Martinsos / edlib

Lightweight, super fast C/C++ (& Python) library for sequence alignment using edit (Levenshtein) distance.
http://martinsos.github.io/edlib
MIT License
506 stars 165 forks source link

Incorrect editDistance on russian cyrillic characters #104

Closed reefactor closed 6 years ago

reefactor commented 6 years ago

Hi, I'm using edlib 1.2.1 from pypi on python3.5.2 (inside docker python3.5.2) It gives unexpected incorrect output on some russian cyrillic characters:

>>> edlib.align('ты милая', 'ты гений')["editDistance"]
1
>>> edlib.align('м', 'г')["editDistance"]
0

Can you suggest what can be wrong?

reefactor commented 6 years ago

Dockerfile:

FROM python:3.5.2

RUN pip3 install -r /tmp/requirements.txt
reefactor commented 6 years ago

requirements.txt:

Flask_Cors==3.0.2
Flask-Migrate==2.1.0
alembic==0.9.4
Flask-Script==2.0.5
Flask-SQLAlchemy==2.2
Flask-Mail==0.9.1
Flask-Security==3.0.0
PyMySQL==0.7.9
requests==2.13.0
gevent==1.2.1
gunicorn==19.7
PyYAML==3.12
jsonschema==2.5.1
transliterate==1.9
mako==1.0.6
blinker==1.4
stringdist==1.0.9
schedule==0.4.3
flask-paginate==0.5.0
elasticsearch==5.4.0
pandas==0.20.3
xlrd==1.0.0
raven==6.1.0
ujson==1.35
edlib==1.2.1
Martinsos commented 6 years ago

Hi! I am currently on the go, but please check out #79 and #89 - I believe problem is in Cyrillic letters being represented with multiple bytes, and in these two issues I explained the same thing and how to possibly resolve it. I am looking into implementing in edlib support for this but haven't got go it yet. Possible workaround is mapping to non-character codes as explained in those issues. Let me know how you find that!

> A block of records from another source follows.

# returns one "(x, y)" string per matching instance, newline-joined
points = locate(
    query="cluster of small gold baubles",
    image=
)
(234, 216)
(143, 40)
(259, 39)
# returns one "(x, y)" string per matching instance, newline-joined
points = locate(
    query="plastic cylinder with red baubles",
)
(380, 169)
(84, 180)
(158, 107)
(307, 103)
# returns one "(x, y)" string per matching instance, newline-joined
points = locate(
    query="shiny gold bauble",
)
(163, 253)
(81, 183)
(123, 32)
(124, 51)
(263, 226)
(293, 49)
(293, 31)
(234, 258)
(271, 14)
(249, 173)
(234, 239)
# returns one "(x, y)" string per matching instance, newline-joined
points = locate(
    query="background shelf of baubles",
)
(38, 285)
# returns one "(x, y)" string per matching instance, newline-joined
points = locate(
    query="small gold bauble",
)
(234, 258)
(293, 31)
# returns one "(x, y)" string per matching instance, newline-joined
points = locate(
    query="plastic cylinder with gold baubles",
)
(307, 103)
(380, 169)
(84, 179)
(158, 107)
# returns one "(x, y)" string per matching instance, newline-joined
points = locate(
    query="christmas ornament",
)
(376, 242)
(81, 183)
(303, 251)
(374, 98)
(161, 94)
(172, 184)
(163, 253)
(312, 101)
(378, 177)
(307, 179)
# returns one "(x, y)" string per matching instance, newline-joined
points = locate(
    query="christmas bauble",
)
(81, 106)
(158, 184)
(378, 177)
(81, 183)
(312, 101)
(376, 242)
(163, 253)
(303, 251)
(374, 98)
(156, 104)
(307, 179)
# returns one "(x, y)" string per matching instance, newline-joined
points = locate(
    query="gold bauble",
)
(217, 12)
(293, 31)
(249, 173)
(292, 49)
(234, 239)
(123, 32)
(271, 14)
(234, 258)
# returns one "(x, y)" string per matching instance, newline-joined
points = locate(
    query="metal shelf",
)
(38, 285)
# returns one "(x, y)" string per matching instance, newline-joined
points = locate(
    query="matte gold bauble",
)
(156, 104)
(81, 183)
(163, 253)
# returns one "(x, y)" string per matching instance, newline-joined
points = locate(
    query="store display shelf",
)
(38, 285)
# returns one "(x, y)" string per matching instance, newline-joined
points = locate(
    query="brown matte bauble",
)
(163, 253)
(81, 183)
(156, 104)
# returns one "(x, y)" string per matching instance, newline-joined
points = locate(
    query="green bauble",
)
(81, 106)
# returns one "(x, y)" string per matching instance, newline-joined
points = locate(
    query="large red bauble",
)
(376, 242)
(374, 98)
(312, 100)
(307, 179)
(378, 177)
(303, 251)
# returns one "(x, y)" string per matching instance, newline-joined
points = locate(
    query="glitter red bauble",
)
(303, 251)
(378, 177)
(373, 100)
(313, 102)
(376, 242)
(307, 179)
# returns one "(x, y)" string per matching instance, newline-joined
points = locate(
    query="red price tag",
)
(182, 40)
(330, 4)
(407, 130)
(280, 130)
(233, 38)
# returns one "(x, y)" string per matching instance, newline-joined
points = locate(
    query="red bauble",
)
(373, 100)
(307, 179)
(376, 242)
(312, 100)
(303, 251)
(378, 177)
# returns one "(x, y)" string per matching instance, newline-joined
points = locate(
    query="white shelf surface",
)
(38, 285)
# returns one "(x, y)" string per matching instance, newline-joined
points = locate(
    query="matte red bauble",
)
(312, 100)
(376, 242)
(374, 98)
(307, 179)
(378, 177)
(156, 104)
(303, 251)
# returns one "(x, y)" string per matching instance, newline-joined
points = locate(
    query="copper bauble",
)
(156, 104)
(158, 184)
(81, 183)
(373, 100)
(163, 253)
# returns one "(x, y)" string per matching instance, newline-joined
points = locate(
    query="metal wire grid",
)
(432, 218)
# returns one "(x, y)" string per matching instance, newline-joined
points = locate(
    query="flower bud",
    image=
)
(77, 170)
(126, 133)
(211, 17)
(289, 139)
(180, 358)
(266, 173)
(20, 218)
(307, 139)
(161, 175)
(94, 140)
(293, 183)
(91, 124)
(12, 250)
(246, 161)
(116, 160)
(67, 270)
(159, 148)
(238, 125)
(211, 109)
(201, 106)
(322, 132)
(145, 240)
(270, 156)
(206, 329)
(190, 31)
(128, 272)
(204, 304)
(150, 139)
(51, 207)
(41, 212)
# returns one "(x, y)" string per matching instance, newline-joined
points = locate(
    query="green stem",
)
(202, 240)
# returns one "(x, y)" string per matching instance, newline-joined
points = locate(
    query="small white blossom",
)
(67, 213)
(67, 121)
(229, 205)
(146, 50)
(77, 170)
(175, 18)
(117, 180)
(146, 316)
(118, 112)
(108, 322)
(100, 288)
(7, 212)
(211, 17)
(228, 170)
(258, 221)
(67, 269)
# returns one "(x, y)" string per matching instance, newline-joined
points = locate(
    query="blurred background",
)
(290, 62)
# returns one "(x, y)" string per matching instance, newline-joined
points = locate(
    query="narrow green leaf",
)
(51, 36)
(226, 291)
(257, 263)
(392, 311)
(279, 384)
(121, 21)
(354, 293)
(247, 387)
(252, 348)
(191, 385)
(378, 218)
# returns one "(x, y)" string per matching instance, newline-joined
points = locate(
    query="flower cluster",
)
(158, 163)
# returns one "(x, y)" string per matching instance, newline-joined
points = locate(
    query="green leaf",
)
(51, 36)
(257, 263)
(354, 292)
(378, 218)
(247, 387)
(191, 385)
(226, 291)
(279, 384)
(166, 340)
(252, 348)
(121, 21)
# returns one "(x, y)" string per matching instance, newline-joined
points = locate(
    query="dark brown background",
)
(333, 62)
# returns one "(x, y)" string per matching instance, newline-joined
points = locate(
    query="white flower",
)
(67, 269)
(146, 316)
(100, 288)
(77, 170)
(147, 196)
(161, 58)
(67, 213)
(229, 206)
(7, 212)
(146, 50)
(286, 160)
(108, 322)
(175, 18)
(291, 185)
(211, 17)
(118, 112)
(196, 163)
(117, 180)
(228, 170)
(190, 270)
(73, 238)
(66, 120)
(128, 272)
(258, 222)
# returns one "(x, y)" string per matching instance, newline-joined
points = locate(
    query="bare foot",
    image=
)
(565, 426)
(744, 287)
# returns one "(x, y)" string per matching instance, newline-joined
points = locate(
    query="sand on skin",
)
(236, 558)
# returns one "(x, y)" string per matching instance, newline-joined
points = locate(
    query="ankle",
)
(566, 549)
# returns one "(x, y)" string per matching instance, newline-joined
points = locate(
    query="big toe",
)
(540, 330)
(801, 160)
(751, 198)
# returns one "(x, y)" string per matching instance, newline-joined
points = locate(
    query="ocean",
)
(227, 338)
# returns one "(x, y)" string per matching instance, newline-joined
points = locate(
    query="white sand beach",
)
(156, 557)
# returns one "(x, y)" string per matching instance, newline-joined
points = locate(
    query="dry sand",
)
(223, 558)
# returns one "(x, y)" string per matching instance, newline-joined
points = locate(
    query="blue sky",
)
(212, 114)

reefactor commented 6 years ago

Thanks for suggestions #79 #89, I need to write encoder/decoder that may add overhead :) Your implementation is extremely fast on large strings, I'm looking forward for better unicode symbols support from you.

Martinsos commented 6 years ago

I understand, having support for more multi-byte sequences is on the list :)! Also, speed up for short sequences.